Freshman Ryan Schneer, who is majoring in chemical engineering, believes the diversity program is an attempt to force students to adopt university-approved ideologies on debatable matters. And he doesn’t like the aftermath he has seen.

Schneer, who is Jewish, said he is concerned for a friend on another floor of his Russell Complex dormitory who is a devout Christian. Schneer said his friend wound up standing alone on the “No” side of the room when students in the Residence Life program were asked if they approved of gay marriage.

“Everyone else was on the other side,” Schneer said. “He’s a great guy, a nice person, but I ran into some girls at a party and they talked trash about him. I asked them, ‘Is he a bad person?’ But they’ve already made their decision. People who are different or outspoken are looked down upon. Things like this are tearing up the ideological diversity this nation was founded on.”

Lanan, a geology major, said people who objected to the program have been wrongly accused of intolerance.

A program which is supposed to foster tolerance, but, which, instead, creates it, deserves any bad publicity that it gets.
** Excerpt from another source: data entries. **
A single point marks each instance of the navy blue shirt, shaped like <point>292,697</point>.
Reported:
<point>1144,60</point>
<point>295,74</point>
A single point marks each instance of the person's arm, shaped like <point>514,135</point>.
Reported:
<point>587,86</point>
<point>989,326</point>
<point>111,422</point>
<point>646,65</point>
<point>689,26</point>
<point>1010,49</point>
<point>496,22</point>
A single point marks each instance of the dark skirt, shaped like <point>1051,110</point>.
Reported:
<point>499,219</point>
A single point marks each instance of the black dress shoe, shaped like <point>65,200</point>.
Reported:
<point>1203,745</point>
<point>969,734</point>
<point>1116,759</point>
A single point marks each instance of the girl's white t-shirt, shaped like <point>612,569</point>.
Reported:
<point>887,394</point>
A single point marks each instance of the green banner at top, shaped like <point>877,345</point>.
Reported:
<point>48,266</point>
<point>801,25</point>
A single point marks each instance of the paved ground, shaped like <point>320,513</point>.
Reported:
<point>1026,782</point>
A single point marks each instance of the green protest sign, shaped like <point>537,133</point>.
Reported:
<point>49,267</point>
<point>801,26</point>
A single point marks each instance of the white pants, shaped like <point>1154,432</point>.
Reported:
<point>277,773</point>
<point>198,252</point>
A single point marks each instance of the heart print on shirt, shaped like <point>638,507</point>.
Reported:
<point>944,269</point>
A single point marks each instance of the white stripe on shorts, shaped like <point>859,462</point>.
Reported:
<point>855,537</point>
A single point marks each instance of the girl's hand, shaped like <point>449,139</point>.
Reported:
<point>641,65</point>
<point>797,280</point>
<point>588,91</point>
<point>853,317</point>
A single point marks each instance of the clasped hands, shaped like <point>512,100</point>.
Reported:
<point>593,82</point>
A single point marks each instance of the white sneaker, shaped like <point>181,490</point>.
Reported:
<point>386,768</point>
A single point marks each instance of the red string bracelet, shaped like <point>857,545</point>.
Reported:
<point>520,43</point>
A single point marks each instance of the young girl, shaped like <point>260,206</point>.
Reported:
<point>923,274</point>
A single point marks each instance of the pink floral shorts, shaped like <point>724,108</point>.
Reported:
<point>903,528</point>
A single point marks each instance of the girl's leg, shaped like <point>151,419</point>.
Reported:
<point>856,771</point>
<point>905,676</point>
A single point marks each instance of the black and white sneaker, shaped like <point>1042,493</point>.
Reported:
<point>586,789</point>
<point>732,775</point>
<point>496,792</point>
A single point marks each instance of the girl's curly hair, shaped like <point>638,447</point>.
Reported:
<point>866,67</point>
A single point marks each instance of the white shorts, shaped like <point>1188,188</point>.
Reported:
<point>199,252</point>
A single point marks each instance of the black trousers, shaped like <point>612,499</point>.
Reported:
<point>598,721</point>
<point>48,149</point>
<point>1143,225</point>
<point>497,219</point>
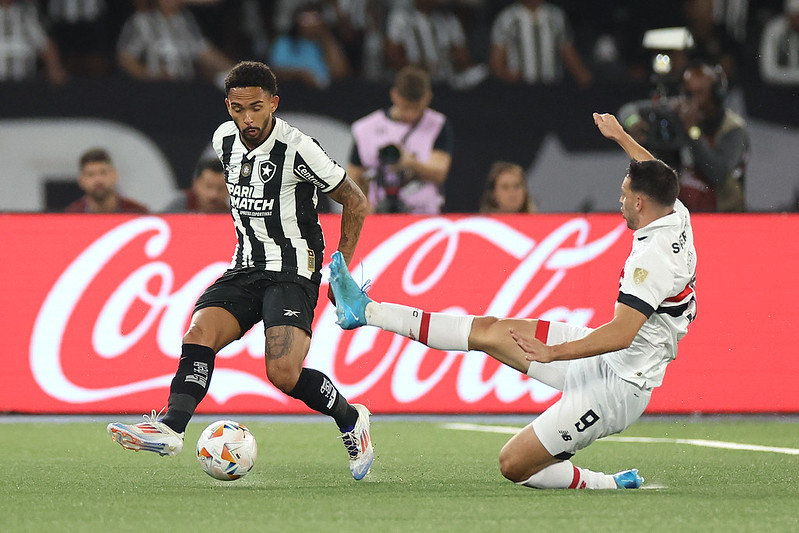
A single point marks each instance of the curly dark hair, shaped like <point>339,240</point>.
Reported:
<point>251,74</point>
<point>656,179</point>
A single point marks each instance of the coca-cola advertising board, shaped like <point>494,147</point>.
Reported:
<point>95,306</point>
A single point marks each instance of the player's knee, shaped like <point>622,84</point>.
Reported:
<point>196,335</point>
<point>480,336</point>
<point>282,377</point>
<point>511,468</point>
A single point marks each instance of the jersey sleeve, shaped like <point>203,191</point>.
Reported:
<point>646,281</point>
<point>312,164</point>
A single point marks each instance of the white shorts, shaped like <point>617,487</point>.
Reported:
<point>595,402</point>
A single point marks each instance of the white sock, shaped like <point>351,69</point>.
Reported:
<point>437,330</point>
<point>564,475</point>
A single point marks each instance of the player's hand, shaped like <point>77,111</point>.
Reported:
<point>534,349</point>
<point>609,126</point>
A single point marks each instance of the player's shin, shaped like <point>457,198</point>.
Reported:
<point>317,392</point>
<point>438,330</point>
<point>189,385</point>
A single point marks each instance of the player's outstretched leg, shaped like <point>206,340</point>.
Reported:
<point>359,444</point>
<point>152,435</point>
<point>351,301</point>
<point>628,479</point>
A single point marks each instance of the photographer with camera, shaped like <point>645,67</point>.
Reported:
<point>707,143</point>
<point>401,155</point>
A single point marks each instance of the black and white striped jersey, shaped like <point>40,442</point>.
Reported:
<point>533,41</point>
<point>273,198</point>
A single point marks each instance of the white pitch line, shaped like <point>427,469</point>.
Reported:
<point>691,442</point>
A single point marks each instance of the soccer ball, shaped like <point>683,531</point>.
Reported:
<point>226,450</point>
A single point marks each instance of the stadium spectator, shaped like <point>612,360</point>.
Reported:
<point>430,36</point>
<point>779,47</point>
<point>707,142</point>
<point>712,44</point>
<point>275,273</point>
<point>208,191</point>
<point>98,180</point>
<point>531,41</point>
<point>310,52</point>
<point>83,32</point>
<point>506,190</point>
<point>23,41</point>
<point>401,156</point>
<point>359,27</point>
<point>606,374</point>
<point>166,43</point>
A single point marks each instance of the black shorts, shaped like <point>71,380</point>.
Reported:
<point>253,295</point>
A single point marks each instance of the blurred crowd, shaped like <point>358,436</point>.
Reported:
<point>460,42</point>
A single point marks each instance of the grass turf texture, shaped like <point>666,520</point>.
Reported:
<point>71,477</point>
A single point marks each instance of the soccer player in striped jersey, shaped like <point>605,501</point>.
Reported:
<point>273,172</point>
<point>606,374</point>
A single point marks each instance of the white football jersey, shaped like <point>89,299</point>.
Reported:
<point>658,280</point>
<point>273,198</point>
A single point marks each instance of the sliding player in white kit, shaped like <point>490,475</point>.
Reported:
<point>606,374</point>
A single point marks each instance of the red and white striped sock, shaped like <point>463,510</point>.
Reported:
<point>437,330</point>
<point>564,475</point>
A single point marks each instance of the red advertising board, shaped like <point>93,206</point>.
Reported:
<point>94,308</point>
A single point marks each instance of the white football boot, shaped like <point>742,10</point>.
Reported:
<point>359,444</point>
<point>151,435</point>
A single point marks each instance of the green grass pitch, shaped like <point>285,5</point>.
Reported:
<point>70,477</point>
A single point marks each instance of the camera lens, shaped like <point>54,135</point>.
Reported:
<point>388,155</point>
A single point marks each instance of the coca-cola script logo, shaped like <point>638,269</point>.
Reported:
<point>455,265</point>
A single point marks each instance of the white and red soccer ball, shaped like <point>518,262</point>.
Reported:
<point>227,450</point>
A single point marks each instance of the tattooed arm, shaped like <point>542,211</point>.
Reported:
<point>355,207</point>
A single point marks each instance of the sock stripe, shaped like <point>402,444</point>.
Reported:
<point>542,330</point>
<point>576,479</point>
<point>424,328</point>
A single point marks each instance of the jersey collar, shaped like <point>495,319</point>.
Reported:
<point>670,220</point>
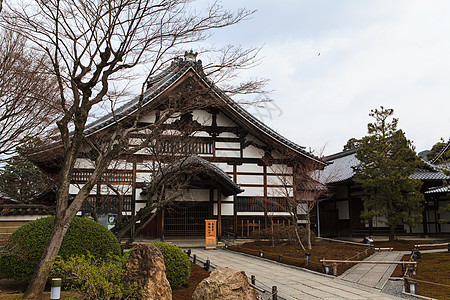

(Full disclosure: I believe the evidence resoundingly shows that sexual orientation is born, not made, and, because it is born, not made, cannot be changed.)

In case of the student described in this piece: If, whatever his personal beliefs and attitudes, he treats all persons in the same way, who the hell cares what he believes? His beliefs are his own.

Only his behaviors are the concern of his family, his friends, and the larger society–and only to the extent they affect his family, his friends, and the larger society.

(In other words, if he wants to show one face to his family and friends and another face to the larger society, that is, so long as no one is harmed, his privilege. Where does common courtesy end and hypocrisy begin? When there is harm. If there is no harm, the duplicity, if such there is, is between him and God, but society doesn’t have a stake in it.)